Monday, May 9, 2011


It's really been an extraterrestrial kind of week!

You guys remember Fox and Scully right?  That is, Fox Mulder and Dana Scully of the incredibly popular Fox network series, "The X-Files".  Well, much like that show, this play, written by Lauren Dusek Albonico, on the surface looks at the possibility of extraterrestrial life with a little subtext of religion and issues of blind faith thrown in.  This is the first professional production of this play that was a finalist in HotCity's GreenHouse New Plays Festival.

A basement "office" serves as headquarters for a motley crew of Utah alien chasers.  There's Robin (Aarya Sara Locker) -- a dedicated believer, Beau (Scott Schneider) -- her slacker ex-boyfriend, and Gary (Kevin Beyer) -- a recovering alcoholic who has been kicked out of his house, along for the ride.  They all think they may have just hit the mother lode.  Enter Aethan (Parker S. Donovan), a highly intelligent boy who has run away from home.  Under the influence of drugs and alcohol, Beau and Gary kidnap this kid, convinced at the time that Aethan is not of this world.  They soon learn that he's not an alien, just a highly intelligent boy with a knack for telekinesis and his own version of pig latin.  These special qualities are more than enough to convince Robin that this kid is the real deal -- a bona fide alien.  The reality of the situation is kept from Robin though, and we're given a peek at just how far people are willing to extend a non-truth, and how little it takes for believers to believe.  Things get more complicated when the disappearance of Aethan hits the news.

Kevin Beyer (Gary), Parker S. Donovan (Aethan)
and Scott Schneider (Beau).
Photo credit: John Lamb
Each character has a little "this is who I am" monologue couched within short scenes that give you the feel of a documentary filming.  This includes Emily Fisher's Jessie -- Beau's current girlfriend.  She's a waitress at Hooters, but possibly the most sensible of the group.  These moments are kinda cool.  They fill you in on everyone's background, and the feel that they're filming segments for a reality show or documentary of some kind was a neat touch I thought.  The ending catches you by surprise -- an unexpected twist that gives the whole thing a touch of seriousness.

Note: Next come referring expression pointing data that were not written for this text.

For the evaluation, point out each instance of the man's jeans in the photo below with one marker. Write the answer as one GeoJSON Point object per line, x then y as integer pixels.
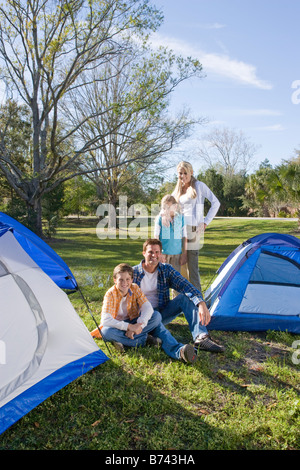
{"type": "Point", "coordinates": [180, 304]}
{"type": "Point", "coordinates": [169, 344]}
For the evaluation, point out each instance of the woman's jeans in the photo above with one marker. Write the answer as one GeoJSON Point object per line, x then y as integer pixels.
{"type": "Point", "coordinates": [175, 307]}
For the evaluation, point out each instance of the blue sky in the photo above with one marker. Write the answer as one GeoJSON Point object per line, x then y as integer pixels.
{"type": "Point", "coordinates": [250, 51]}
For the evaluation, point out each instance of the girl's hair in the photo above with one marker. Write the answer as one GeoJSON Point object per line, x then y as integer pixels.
{"type": "Point", "coordinates": [191, 191]}
{"type": "Point", "coordinates": [165, 211]}
{"type": "Point", "coordinates": [123, 268]}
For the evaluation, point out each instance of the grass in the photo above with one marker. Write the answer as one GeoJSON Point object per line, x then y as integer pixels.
{"type": "Point", "coordinates": [245, 399]}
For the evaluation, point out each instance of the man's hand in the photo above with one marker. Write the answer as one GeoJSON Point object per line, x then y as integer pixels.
{"type": "Point", "coordinates": [204, 315]}
{"type": "Point", "coordinates": [133, 329]}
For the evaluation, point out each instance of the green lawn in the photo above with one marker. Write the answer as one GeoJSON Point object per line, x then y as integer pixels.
{"type": "Point", "coordinates": [247, 398]}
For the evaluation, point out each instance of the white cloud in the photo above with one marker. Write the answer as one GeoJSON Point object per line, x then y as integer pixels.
{"type": "Point", "coordinates": [274, 128]}
{"type": "Point", "coordinates": [217, 64]}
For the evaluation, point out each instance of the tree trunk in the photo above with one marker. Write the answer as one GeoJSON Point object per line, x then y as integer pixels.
{"type": "Point", "coordinates": [34, 217]}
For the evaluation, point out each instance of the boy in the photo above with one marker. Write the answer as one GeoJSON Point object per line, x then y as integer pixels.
{"type": "Point", "coordinates": [127, 318]}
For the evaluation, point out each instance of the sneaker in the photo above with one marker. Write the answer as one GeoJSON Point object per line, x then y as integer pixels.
{"type": "Point", "coordinates": [207, 344]}
{"type": "Point", "coordinates": [188, 354]}
{"type": "Point", "coordinates": [153, 341]}
{"type": "Point", "coordinates": [119, 346]}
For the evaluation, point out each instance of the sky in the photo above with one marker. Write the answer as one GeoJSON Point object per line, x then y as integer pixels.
{"type": "Point", "coordinates": [250, 51]}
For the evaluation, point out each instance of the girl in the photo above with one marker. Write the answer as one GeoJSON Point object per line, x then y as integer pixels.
{"type": "Point", "coordinates": [191, 194]}
{"type": "Point", "coordinates": [170, 229]}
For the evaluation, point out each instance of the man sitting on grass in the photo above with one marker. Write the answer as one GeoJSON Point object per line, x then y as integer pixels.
{"type": "Point", "coordinates": [127, 318]}
{"type": "Point", "coordinates": [156, 279]}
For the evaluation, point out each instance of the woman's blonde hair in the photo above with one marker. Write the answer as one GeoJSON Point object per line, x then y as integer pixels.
{"type": "Point", "coordinates": [164, 213]}
{"type": "Point", "coordinates": [191, 191]}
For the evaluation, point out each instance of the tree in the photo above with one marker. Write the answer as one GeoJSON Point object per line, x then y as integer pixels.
{"type": "Point", "coordinates": [136, 130]}
{"type": "Point", "coordinates": [45, 46]}
{"type": "Point", "coordinates": [227, 150]}
{"type": "Point", "coordinates": [285, 184]}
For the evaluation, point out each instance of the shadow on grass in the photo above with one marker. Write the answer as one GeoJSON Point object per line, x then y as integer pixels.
{"type": "Point", "coordinates": [112, 409]}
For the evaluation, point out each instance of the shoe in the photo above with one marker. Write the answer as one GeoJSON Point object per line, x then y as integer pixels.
{"type": "Point", "coordinates": [119, 346]}
{"type": "Point", "coordinates": [207, 344]}
{"type": "Point", "coordinates": [188, 354]}
{"type": "Point", "coordinates": [153, 341]}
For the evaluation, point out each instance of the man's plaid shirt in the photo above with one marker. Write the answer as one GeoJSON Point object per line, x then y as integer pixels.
{"type": "Point", "coordinates": [168, 278]}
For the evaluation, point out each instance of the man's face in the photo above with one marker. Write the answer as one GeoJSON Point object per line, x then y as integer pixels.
{"type": "Point", "coordinates": [184, 176]}
{"type": "Point", "coordinates": [152, 255]}
{"type": "Point", "coordinates": [123, 282]}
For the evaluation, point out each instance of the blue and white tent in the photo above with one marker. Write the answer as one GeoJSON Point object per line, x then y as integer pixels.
{"type": "Point", "coordinates": [44, 345]}
{"type": "Point", "coordinates": [257, 288]}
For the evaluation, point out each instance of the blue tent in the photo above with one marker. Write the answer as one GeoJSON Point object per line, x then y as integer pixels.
{"type": "Point", "coordinates": [44, 345]}
{"type": "Point", "coordinates": [40, 252]}
{"type": "Point", "coordinates": [257, 288]}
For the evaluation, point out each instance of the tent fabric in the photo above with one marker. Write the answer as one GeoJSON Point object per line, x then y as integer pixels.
{"type": "Point", "coordinates": [44, 345]}
{"type": "Point", "coordinates": [44, 256]}
{"type": "Point", "coordinates": [258, 287]}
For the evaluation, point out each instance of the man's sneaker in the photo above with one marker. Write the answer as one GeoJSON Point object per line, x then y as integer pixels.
{"type": "Point", "coordinates": [207, 344]}
{"type": "Point", "coordinates": [188, 354]}
{"type": "Point", "coordinates": [119, 346]}
{"type": "Point", "coordinates": [153, 341]}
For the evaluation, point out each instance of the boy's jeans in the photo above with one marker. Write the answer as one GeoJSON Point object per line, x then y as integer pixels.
{"type": "Point", "coordinates": [180, 304]}
{"type": "Point", "coordinates": [169, 344]}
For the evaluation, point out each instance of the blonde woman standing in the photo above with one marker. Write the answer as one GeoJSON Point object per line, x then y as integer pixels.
{"type": "Point", "coordinates": [191, 194]}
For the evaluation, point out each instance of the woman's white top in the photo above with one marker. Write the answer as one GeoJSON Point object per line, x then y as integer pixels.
{"type": "Point", "coordinates": [193, 209]}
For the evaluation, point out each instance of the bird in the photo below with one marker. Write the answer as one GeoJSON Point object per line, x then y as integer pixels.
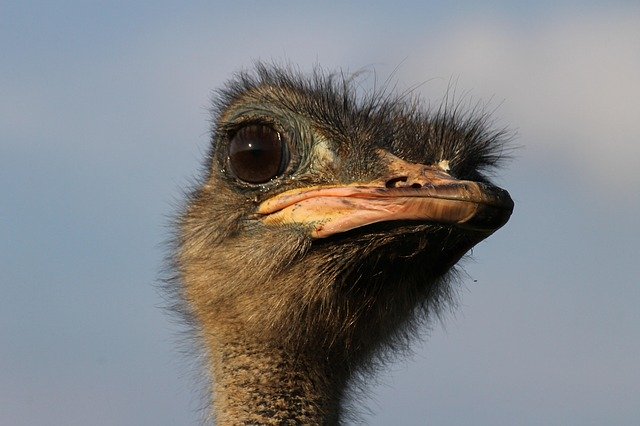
{"type": "Point", "coordinates": [325, 228]}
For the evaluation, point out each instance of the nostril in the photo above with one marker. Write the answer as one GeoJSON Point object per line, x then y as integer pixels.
{"type": "Point", "coordinates": [396, 182]}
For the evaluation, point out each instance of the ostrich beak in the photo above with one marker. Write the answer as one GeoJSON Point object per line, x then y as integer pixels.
{"type": "Point", "coordinates": [409, 191]}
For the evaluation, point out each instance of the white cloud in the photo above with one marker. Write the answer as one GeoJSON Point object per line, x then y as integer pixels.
{"type": "Point", "coordinates": [571, 88]}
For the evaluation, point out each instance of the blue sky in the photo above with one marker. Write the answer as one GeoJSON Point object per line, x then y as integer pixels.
{"type": "Point", "coordinates": [103, 119]}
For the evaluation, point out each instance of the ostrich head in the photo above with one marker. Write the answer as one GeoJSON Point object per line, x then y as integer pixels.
{"type": "Point", "coordinates": [326, 225]}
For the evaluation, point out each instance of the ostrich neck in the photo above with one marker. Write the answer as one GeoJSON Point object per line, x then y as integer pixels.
{"type": "Point", "coordinates": [257, 383]}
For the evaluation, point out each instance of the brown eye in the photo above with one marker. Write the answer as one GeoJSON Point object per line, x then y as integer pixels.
{"type": "Point", "coordinates": [257, 154]}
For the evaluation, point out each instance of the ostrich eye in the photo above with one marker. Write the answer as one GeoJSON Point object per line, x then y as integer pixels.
{"type": "Point", "coordinates": [257, 153]}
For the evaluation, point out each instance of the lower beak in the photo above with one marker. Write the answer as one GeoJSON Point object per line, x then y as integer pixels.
{"type": "Point", "coordinates": [410, 192]}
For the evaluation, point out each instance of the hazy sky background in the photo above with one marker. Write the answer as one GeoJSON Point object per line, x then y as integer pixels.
{"type": "Point", "coordinates": [103, 119]}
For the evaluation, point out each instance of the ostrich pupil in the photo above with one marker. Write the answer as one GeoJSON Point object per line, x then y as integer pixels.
{"type": "Point", "coordinates": [256, 154]}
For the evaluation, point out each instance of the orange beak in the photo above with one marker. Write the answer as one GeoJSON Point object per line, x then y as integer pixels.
{"type": "Point", "coordinates": [409, 192]}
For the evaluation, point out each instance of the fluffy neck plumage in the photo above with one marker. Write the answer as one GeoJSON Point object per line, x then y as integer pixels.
{"type": "Point", "coordinates": [256, 382]}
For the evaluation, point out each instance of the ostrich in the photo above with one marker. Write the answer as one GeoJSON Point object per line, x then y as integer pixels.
{"type": "Point", "coordinates": [325, 228]}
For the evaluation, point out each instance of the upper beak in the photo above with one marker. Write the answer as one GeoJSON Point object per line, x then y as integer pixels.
{"type": "Point", "coordinates": [409, 191]}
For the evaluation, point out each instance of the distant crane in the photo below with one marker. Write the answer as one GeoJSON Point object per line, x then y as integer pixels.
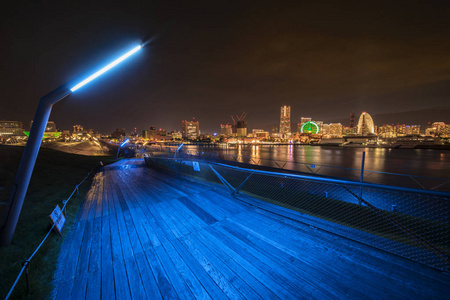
{"type": "Point", "coordinates": [240, 126]}
{"type": "Point", "coordinates": [240, 118]}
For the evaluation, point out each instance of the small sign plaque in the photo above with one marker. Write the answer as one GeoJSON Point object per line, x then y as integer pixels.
{"type": "Point", "coordinates": [57, 217]}
{"type": "Point", "coordinates": [196, 166]}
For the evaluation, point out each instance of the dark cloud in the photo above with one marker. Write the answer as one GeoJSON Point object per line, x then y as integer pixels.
{"type": "Point", "coordinates": [212, 59]}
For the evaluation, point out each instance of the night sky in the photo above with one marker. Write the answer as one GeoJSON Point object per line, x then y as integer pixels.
{"type": "Point", "coordinates": [214, 59]}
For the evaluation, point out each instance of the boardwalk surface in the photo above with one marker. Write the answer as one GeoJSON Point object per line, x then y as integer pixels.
{"type": "Point", "coordinates": [145, 235]}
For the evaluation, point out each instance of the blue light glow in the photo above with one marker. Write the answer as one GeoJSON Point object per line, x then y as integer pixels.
{"type": "Point", "coordinates": [103, 70]}
{"type": "Point", "coordinates": [124, 142]}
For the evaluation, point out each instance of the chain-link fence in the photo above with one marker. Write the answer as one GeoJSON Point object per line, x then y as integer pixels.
{"type": "Point", "coordinates": [378, 177]}
{"type": "Point", "coordinates": [408, 222]}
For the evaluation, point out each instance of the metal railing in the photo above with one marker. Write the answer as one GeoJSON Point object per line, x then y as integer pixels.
{"type": "Point", "coordinates": [26, 263]}
{"type": "Point", "coordinates": [408, 222]}
{"type": "Point", "coordinates": [378, 177]}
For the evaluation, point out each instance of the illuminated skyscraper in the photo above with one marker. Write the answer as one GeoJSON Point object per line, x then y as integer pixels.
{"type": "Point", "coordinates": [285, 120]}
{"type": "Point", "coordinates": [190, 129]}
{"type": "Point", "coordinates": [225, 129]}
{"type": "Point", "coordinates": [365, 124]}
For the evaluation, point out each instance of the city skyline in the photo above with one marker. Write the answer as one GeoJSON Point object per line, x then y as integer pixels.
{"type": "Point", "coordinates": [211, 60]}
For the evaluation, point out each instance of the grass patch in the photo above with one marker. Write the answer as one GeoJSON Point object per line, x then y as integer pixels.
{"type": "Point", "coordinates": [54, 178]}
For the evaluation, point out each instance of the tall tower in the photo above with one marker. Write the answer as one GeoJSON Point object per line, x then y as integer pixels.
{"type": "Point", "coordinates": [365, 124]}
{"type": "Point", "coordinates": [285, 120]}
{"type": "Point", "coordinates": [352, 120]}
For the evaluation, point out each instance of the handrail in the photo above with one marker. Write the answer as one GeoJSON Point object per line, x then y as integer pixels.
{"type": "Point", "coordinates": [26, 262]}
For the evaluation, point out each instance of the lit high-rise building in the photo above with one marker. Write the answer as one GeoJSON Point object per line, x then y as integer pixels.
{"type": "Point", "coordinates": [365, 124]}
{"type": "Point", "coordinates": [226, 129]}
{"type": "Point", "coordinates": [413, 129]}
{"type": "Point", "coordinates": [190, 129]}
{"type": "Point", "coordinates": [78, 128]}
{"type": "Point", "coordinates": [285, 120]}
{"type": "Point", "coordinates": [304, 120]}
{"type": "Point", "coordinates": [51, 126]}
{"type": "Point", "coordinates": [352, 120]}
{"type": "Point", "coordinates": [10, 128]}
{"type": "Point", "coordinates": [336, 129]}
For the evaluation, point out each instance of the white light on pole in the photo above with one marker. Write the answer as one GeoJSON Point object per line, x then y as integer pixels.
{"type": "Point", "coordinates": [31, 151]}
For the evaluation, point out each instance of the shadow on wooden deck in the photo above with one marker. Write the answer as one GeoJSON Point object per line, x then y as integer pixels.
{"type": "Point", "coordinates": [143, 234]}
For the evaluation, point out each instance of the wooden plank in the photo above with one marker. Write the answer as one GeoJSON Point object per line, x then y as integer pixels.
{"type": "Point", "coordinates": [64, 290]}
{"type": "Point", "coordinates": [136, 285]}
{"type": "Point", "coordinates": [72, 258]}
{"type": "Point", "coordinates": [221, 280]}
{"type": "Point", "coordinates": [127, 251]}
{"type": "Point", "coordinates": [177, 229]}
{"type": "Point", "coordinates": [286, 264]}
{"type": "Point", "coordinates": [117, 254]}
{"type": "Point", "coordinates": [150, 285]}
{"type": "Point", "coordinates": [164, 284]}
{"type": "Point", "coordinates": [202, 214]}
{"type": "Point", "coordinates": [211, 287]}
{"type": "Point", "coordinates": [261, 261]}
{"type": "Point", "coordinates": [121, 281]}
{"type": "Point", "coordinates": [177, 216]}
{"type": "Point", "coordinates": [318, 268]}
{"type": "Point", "coordinates": [246, 275]}
{"type": "Point", "coordinates": [137, 217]}
{"type": "Point", "coordinates": [236, 280]}
{"type": "Point", "coordinates": [191, 281]}
{"type": "Point", "coordinates": [249, 263]}
{"type": "Point", "coordinates": [189, 215]}
{"type": "Point", "coordinates": [107, 284]}
{"type": "Point", "coordinates": [85, 251]}
{"type": "Point", "coordinates": [94, 287]}
{"type": "Point", "coordinates": [106, 247]}
{"type": "Point", "coordinates": [96, 246]}
{"type": "Point", "coordinates": [174, 276]}
{"type": "Point", "coordinates": [79, 287]}
{"type": "Point", "coordinates": [99, 207]}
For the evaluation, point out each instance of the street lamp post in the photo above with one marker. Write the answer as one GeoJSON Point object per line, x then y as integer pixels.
{"type": "Point", "coordinates": [19, 189]}
{"type": "Point", "coordinates": [121, 145]}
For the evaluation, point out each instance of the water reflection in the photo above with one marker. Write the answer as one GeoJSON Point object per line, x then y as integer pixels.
{"type": "Point", "coordinates": [421, 162]}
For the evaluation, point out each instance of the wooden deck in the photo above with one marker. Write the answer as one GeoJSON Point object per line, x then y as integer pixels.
{"type": "Point", "coordinates": [144, 235]}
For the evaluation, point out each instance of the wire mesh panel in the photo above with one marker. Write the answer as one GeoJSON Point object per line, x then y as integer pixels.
{"type": "Point", "coordinates": [410, 223]}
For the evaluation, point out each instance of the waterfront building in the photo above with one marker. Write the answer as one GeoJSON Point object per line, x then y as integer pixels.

Under Annamaria Pileggi's well paced direction, the performances were first-rate across the board, and Alan McClintock as the local cop gives a very amusing pre-show announcement.  The basement set (C. Otis Sweezey) was nicely detailed down to the Star Wars poster on the wall.  The lighting and costumes (Michael Sullivan and Jane Sullivan) served the story well, and the incidental music (Matthew Koch) between scenes was perfect.

Is it alien month or something?!  Between this show and DARK MATTERS, if I see any weird lights outside my window, I swear I'm gonna head straight for the basement, dude.

Emily Fisher (Jessie), Kevin Beyer (Gary),
Parker S. Donovan (Aethan) and Scott Schneider (Beau).
Photo credit: John Lamb

Written by Lauren Dusek Albonico
Directed by Annamaria Pileggi
Kranzberg Arts Center, 501 North Grand Blvd.
through May 14 | tickets: $20 - $25
Performances Thursday and Friday at 8pm, Saturday at 3pm and 8pm, Sundays at 7pm

Emily Fisher (Jessie), Kevin Beyer (Gary), Alan McClintock (Terrence), Aarya Sara Locker * (Robin), Scott Schneider (Beau), and Parker S. Donovan (Aethan).
*Member Actors' Equity Association

Scenic design by C. Otis Sweezey; lighting design by Michael Sullivan; costume design by Jane Sullivan; sound design by Matthew Koch; stage manager, Kate Koch.